Mission Partners:

Jean-Louis Kassis of London City Mission

 

Transformed from Captivity to Liberty. 

I was born in Beirut, Lebanon, into ill health and poverty. My dad took to drink which caused him to be angry and he physically and emotionally abused me. My godfather also sexually abused me for many years though at the time I thought he was giving me love.

Then my dad started attending the Baptist church and his behaviour changed. He became a deacon and then a pastor in a church on the Muslim side of Beirut. His change in behaviour confused me.  At the outbreak of the civil war in Beirut my dad moved to a church on the Christian side of Beirut; but as the war intensified our home was hit by two bombs causing my dad to lose his hearing. I was very pleased when he left the church.

At the age of 14 I saw murder for the first time when a shop keeper was shot on refusing to hand over his money to two intruders. I saw blood gushing out of his belly as he shouted and screamed for help. This had a deep effect on me for a long time and led me to join the Christian militia and I permanently carried a pistol.

By the age of 17 I was into meditation and black magic. I was trying to forget the pain and be strong so I started drinking heavily, smoking 60 cigarettes a day and taking hashish. I seriously considered taking my life. However, I decided to join the army where I became a sergeant and was responsible for 300 recruits. I was searching for real love, truth and joy so I became a Muslim, fasting at Ramadan and praying five times a day.
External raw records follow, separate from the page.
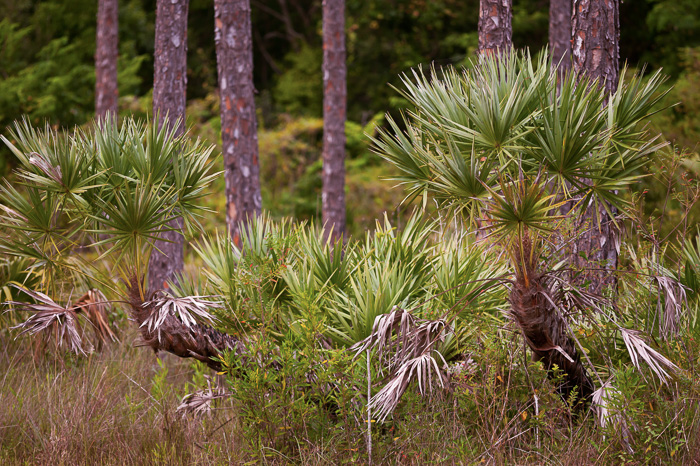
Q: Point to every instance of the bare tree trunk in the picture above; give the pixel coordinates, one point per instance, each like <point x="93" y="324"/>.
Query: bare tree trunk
<point x="495" y="28"/>
<point x="334" y="108"/>
<point x="595" y="28"/>
<point x="106" y="53"/>
<point x="239" y="132"/>
<point x="169" y="88"/>
<point x="560" y="33"/>
<point x="596" y="52"/>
In the army I was unjustly imprisoned for 45 days where I was badly tortured every morning, lunchtime and evening. This made me pray more to Mohamed but to no avail. I then remembered the story in the Bible of the prodigal son who went away from his dad and did a lot of wrong things until he came back home again.

On 3rd April 1986 I prayed to Jesus and asked Him to come into my life and take away the case against me. The following day the prison door opened and I said to God, ‘Please I cannot handle any more’.  The captain came to me and told me that I could go home because everything was OK. But he did not give me my documents so I thought he would shoot me in my back and then say I was trying to escape. It wasn’t until I was on the bus that I believed I was really free and I went straight to the Bible Society bookshop and bought a Bible which is still with me now.

I continued to search for love and respect. One day my close friend was killed and at his funeral I hugged his crying mum and she told me I was now her son.

I went back home and drank until I lost my senses. A Christian friend saw the condition I was in and prayed for me. From then my life began to change. I stopped smoking and drinking and in 3 months I was like a new man. I was a new baby. I started going to church and I haven’t looked back. God slowly took me on a journey to the point when I was ready to serve Him.

My first mission trip was to the borders of Iraq, Syria and Turkey to help the Kurdish people who were running from the war and from Saddam Hussein. Next I joined the discipleship training school (DTS) with YWAM (Youth with a Mission). During this time we had a week of forgiveness. It was very hard for me to write down the names of all the people I needed to forgive and then to forgive them. I had to travel for five hours to go and forgive the man who was responsible for my arrest and imprisonment. On my release from prison I had promised him that one day I would kill him. When a man from the Middle East says such a thing he means it, it is not a joke. So when I met him he was very afraid. When I forgave  him it felt like a hundred tons fell from my shoulders. My next difficult task of forgiveness was to forgive my godfather. I visited his grave I declared before God that I had forgiven him. Finally I went to my dad and told him how much I loved him and was so sorry that I had been so arrogant. This brought tears to his eyes.

I continued studying with YWAM and God taught me His way for my life and is still teaching me. I came to England with YWAM and then on to minister in Morocco for 5 weeks.

In 1994 I with YWAM was then led to minister in Amsterdam, in the red light district amongst the sex workers and drug addicts. After further training I became a full time missionary with YWAM in Beirut. God opened the door for me to minister in a prison in Lebanon for 3 years.

I had been continually giving out with no input to my life and I needed to recharge my batteries. God opened a door for me to return to London for further study for 3 months with YWAM. I spent the next 3 months on a placement with Teen Challenge. This led to me staying with them for 7 years until I was made redundant because of lack of government funding.

In 2006 I joined London City Mission and I am working at the Webber Street Centre for the homeless to minister to the needy people who live on the streets and I also work amongst the Arabic people in Ealing Broadway.

Now the question is: What are you doing with your life?